Maros, Sulsel (ANTARA News) - Kepala Balai Penelitian Tanaman Serealia (Balitsereal) Maros, Sulawesi Selatan, Muhammad Yasin, mengatakan, pemanfaatan tepung dari biji sorgum untuk produk makanan dapat menggantikan tepung terigu.

"Pemanfaatan tepung biji sorgum menjadi produk pangan olahan lebih menguntungkan, terutam untuk menjadi produk seperti kue, cookies, roti, dan mi instan," ungkapnya di Maros, Selasa.

Menurutnya, nilai nutrisi sorgum cukup memadai dengan kandungan protein sebesar delapan hingga 11 persen.

Hasil penelitian menunjukkan bahwa kemampuan subtitusi tepung sorgum terhadap tepung terigu cukup beragam.

"Untuk cookies, kemampuan subtitusi tepung sorgum antara 50 persen hingga 75 persen, untuk cake sebesar 30 persen hingga 50 persen, roti sebesar 20 persen hingga 25 persen, dan mi instan sebesar 15 persen hingga 20 persen," jelasnya.

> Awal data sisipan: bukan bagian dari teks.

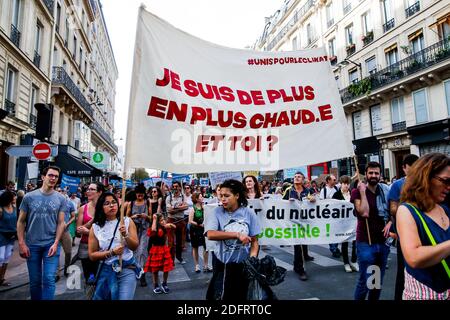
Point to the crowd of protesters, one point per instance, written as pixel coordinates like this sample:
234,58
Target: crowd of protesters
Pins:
411,214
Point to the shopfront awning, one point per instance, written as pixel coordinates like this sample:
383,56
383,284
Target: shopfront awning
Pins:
75,167
366,145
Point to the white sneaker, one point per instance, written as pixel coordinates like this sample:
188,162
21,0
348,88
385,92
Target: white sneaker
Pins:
354,266
347,268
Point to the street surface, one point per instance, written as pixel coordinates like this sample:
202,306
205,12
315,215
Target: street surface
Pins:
327,279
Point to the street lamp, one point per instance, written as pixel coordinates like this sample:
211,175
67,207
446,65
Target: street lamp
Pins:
346,61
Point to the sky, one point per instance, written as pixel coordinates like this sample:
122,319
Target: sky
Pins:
231,23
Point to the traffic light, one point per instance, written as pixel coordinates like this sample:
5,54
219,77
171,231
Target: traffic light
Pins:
44,121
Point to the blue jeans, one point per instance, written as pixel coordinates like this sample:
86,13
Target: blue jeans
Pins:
370,255
115,286
42,272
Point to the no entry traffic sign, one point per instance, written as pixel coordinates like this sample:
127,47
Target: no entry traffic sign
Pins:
42,151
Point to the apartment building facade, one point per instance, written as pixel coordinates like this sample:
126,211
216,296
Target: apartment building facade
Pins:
391,60
57,52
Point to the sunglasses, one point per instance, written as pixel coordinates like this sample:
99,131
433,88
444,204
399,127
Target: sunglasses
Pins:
445,181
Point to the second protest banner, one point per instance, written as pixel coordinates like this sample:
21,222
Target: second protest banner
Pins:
287,222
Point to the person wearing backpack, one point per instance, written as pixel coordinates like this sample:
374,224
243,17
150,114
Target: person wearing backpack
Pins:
327,192
371,206
394,202
423,229
139,211
176,205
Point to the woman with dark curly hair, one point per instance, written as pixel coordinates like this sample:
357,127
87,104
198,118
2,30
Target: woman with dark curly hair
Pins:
251,187
105,244
234,227
423,228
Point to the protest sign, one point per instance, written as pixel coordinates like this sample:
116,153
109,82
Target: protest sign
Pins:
219,177
287,222
224,109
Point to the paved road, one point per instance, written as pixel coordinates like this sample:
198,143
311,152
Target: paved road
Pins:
327,279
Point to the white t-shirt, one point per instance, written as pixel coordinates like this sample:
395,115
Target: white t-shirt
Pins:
104,236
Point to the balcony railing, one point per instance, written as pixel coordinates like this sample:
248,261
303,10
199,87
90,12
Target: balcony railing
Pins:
10,107
50,5
33,121
37,59
61,77
368,38
347,8
388,25
412,9
15,35
297,16
399,126
330,23
421,60
96,127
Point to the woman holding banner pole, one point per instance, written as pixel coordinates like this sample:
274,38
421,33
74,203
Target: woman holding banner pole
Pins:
86,215
345,194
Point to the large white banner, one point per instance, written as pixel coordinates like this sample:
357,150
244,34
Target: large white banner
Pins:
286,222
199,107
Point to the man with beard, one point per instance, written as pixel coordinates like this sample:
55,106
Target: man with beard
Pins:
298,192
372,230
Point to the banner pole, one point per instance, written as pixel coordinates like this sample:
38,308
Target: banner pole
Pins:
355,159
122,209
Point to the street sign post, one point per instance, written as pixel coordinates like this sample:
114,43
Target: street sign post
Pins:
26,151
42,151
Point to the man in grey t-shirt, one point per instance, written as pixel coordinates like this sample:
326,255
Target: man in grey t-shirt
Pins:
42,219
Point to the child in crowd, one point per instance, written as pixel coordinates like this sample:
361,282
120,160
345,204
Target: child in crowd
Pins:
159,258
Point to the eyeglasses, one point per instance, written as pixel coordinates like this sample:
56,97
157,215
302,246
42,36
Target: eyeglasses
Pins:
107,203
445,181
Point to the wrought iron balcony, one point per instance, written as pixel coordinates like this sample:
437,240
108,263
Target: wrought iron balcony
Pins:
33,121
347,8
37,59
10,107
297,16
50,5
399,126
60,77
96,127
416,62
388,25
412,9
330,23
350,49
15,35
368,38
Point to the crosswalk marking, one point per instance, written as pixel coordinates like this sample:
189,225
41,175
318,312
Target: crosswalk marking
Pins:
318,258
178,275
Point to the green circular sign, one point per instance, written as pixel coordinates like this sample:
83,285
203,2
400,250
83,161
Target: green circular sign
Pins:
98,157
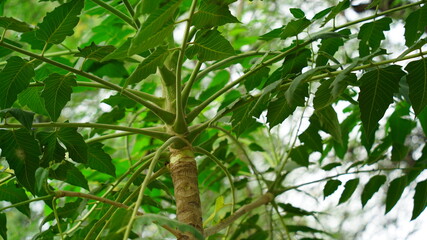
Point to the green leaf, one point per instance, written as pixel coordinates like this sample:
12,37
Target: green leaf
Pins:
341,6
300,155
294,27
9,192
292,93
330,166
376,94
294,63
68,173
210,45
349,188
330,46
415,25
275,33
330,187
14,25
22,153
328,120
52,150
148,66
75,144
311,138
417,81
395,190
324,96
57,92
156,28
42,175
213,14
297,13
372,187
420,199
15,77
371,34
59,23
3,224
119,53
95,52
99,160
24,117
31,97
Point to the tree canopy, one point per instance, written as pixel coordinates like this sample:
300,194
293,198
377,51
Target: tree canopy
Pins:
202,119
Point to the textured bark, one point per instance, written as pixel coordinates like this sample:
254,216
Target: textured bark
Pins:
183,169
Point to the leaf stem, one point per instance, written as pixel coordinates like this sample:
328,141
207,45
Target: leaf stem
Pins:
180,125
116,12
263,199
193,114
164,115
227,173
229,60
152,132
145,182
189,84
378,14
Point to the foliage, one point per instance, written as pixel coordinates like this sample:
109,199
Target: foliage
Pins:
175,81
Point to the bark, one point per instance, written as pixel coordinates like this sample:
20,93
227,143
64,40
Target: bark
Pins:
183,170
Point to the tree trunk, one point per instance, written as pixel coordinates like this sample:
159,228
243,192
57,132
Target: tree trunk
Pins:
183,170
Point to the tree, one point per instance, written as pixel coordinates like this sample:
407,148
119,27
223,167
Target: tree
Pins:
190,87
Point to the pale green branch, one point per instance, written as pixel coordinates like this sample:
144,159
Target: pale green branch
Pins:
116,12
165,116
151,132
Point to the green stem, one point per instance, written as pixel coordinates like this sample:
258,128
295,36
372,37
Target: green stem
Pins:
189,84
341,174
229,177
131,12
116,12
230,60
162,114
145,183
180,125
281,219
26,202
378,14
143,131
372,64
53,54
193,114
156,100
55,213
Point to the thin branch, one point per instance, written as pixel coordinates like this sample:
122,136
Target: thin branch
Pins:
60,194
378,14
230,60
116,12
180,125
193,114
189,84
154,99
227,173
263,199
145,183
162,114
53,54
152,132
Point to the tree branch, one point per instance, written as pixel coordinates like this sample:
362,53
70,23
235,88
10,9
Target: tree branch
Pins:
165,116
263,199
180,125
193,114
116,12
151,132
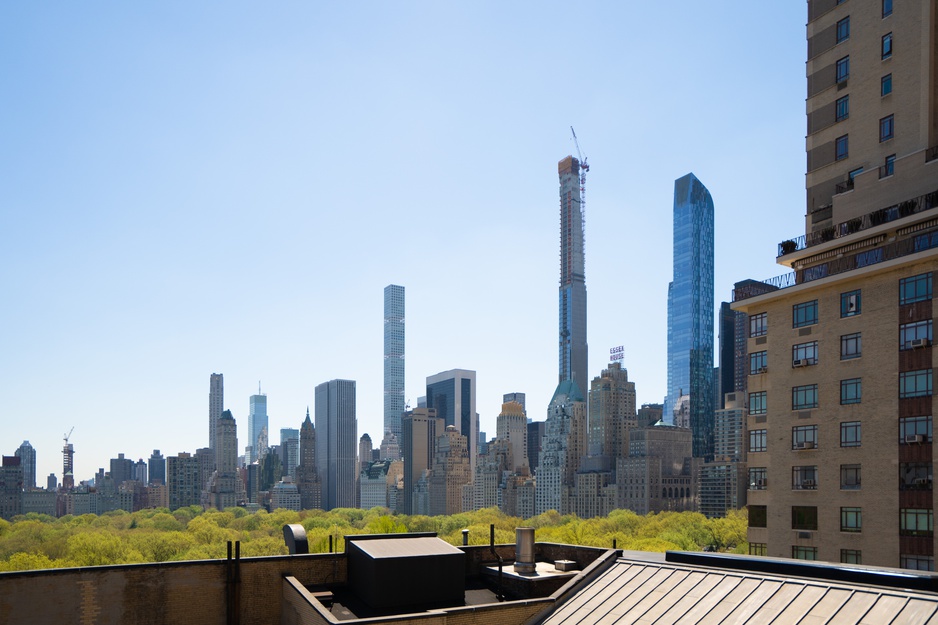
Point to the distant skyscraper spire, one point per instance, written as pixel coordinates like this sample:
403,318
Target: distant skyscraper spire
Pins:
393,358
216,404
691,312
573,347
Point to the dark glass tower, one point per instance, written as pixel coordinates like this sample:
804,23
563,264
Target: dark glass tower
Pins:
690,313
393,358
573,348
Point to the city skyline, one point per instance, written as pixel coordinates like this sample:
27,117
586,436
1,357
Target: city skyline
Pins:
172,156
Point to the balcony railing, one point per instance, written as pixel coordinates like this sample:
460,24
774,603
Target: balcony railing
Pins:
858,224
889,251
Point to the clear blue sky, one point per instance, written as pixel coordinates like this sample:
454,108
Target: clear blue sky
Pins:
188,188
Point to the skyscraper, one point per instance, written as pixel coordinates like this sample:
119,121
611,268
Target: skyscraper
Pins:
393,358
216,404
257,421
307,475
841,355
453,395
337,443
27,457
573,348
691,311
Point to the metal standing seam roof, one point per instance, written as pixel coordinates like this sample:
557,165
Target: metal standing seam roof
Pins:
644,592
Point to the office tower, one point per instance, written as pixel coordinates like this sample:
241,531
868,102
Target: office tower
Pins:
536,430
612,412
140,471
393,358
216,404
518,397
11,487
122,469
290,450
450,472
840,399
511,425
573,347
453,395
307,474
690,313
336,443
257,422
723,482
225,488
563,445
390,447
419,429
182,481
364,452
659,473
27,456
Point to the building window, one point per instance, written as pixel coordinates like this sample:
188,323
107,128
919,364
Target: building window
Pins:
758,362
850,346
917,331
757,403
915,430
850,391
804,397
850,303
915,289
843,108
889,166
757,477
757,516
800,552
843,29
917,563
850,434
757,440
915,383
804,478
915,476
843,69
803,437
885,86
804,314
804,517
804,353
916,521
887,128
841,148
851,520
758,325
849,477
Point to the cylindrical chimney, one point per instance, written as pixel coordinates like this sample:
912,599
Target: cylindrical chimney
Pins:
524,550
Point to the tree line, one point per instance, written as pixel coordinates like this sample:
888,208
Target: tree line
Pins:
37,541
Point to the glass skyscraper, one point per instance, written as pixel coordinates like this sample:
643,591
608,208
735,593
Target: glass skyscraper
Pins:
690,314
573,348
393,358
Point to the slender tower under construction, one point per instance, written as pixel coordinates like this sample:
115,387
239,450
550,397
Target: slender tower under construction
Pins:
573,348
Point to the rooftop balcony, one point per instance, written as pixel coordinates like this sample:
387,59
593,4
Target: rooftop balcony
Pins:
862,257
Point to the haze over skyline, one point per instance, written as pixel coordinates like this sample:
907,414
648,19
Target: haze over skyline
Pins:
228,188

Subtitusi tersebut, kata dia, dapat ditingkatkan dengan kualitas penepungan, termasuk tekstur tepung.

Meskipun begitu, kata dia, nilai protein pembentuk glutennya tidak dapat menyamai tepung terigu.

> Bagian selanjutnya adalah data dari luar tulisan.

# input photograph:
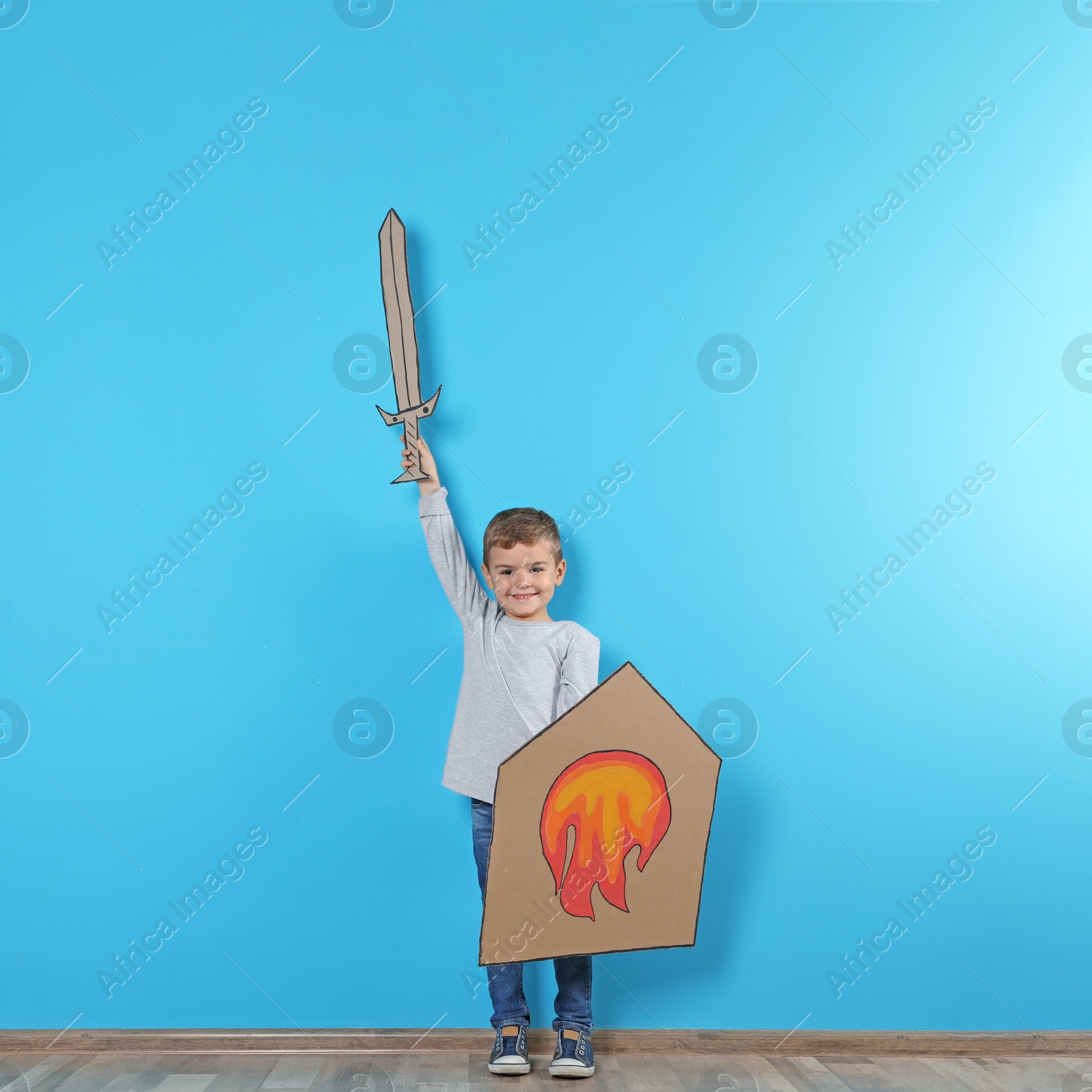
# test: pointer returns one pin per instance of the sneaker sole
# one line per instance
(511, 1068)
(568, 1068)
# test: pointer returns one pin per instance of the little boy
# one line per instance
(521, 671)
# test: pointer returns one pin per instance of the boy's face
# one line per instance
(523, 578)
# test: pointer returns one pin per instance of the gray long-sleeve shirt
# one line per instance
(518, 676)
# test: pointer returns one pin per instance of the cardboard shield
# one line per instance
(601, 824)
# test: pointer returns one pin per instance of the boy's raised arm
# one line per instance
(445, 545)
(580, 672)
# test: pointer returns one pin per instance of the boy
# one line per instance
(521, 671)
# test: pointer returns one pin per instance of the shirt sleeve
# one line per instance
(449, 557)
(580, 671)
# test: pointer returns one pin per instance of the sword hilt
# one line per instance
(410, 420)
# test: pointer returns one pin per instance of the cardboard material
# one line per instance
(402, 334)
(601, 824)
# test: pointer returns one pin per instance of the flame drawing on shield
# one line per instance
(615, 801)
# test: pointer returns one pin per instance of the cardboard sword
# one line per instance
(402, 334)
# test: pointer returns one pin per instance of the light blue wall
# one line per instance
(564, 353)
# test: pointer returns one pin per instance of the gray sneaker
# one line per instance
(573, 1057)
(511, 1055)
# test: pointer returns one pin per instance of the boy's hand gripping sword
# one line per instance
(403, 340)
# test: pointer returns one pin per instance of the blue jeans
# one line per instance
(573, 973)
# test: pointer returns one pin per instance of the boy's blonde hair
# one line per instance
(521, 526)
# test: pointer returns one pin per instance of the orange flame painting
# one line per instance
(615, 801)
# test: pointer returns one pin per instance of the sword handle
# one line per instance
(409, 418)
(414, 473)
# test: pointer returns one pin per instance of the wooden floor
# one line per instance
(460, 1073)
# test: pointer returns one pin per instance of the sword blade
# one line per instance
(398, 303)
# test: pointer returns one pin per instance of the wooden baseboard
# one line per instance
(607, 1041)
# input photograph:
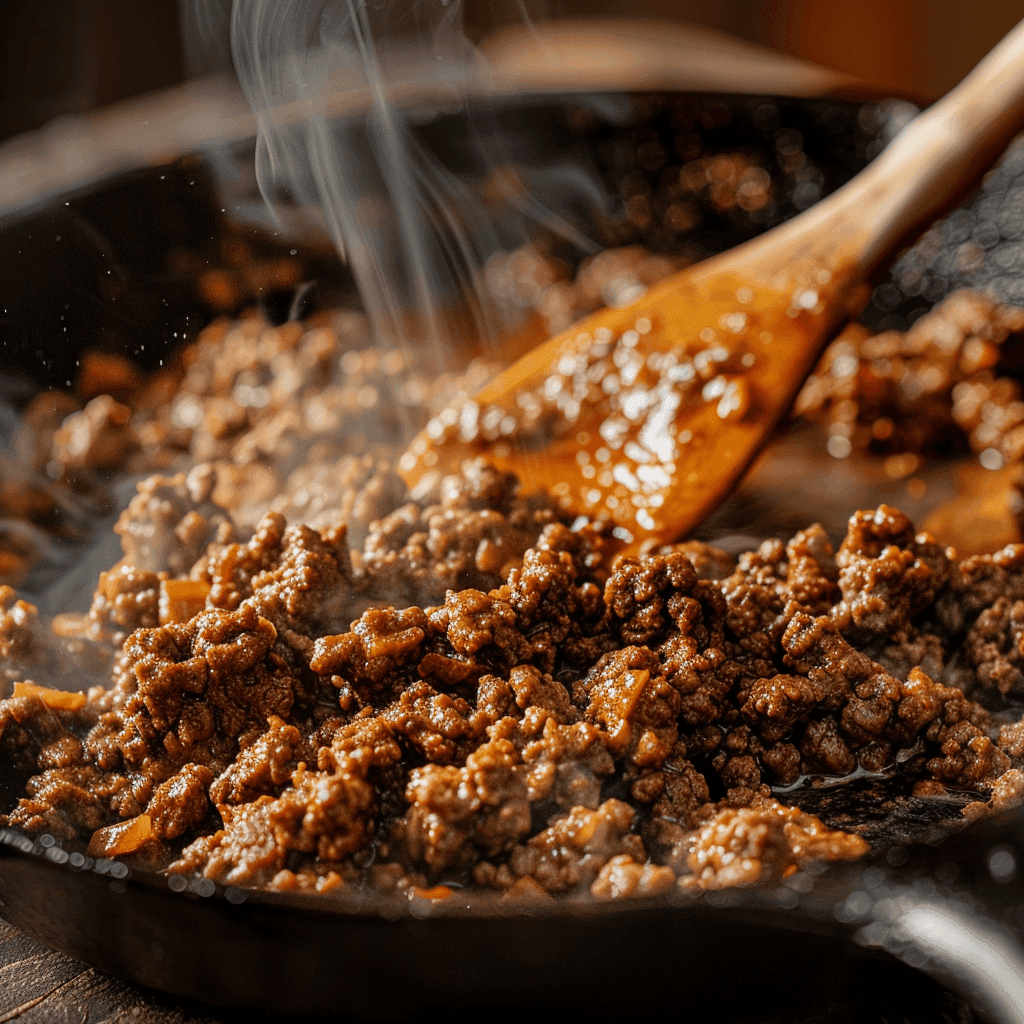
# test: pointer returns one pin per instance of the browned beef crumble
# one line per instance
(480, 694)
(317, 680)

Ia mengatakan, proses penepungan biji sorgum tersebut dapat dilakukan secara basah dan kering.

"Penepungan secara basah dapat menghasilkan warna tepung yang lebih putih dibandingkan penepungan yang dilakukan secara basah," terangnya.

Akan tetapi, lanjutnya, pada dasarnya derajat keputihan tepung ini juga bergantung pada varietas dan kualitas penyosohan.

Untuk itu, perlu didukung teknologi penyosoh yang memadai, efisien dengan rendemen tinggi, untuk meningkatkan mutu sorgum sebagai bahan tepung. (T.pso-103/A027)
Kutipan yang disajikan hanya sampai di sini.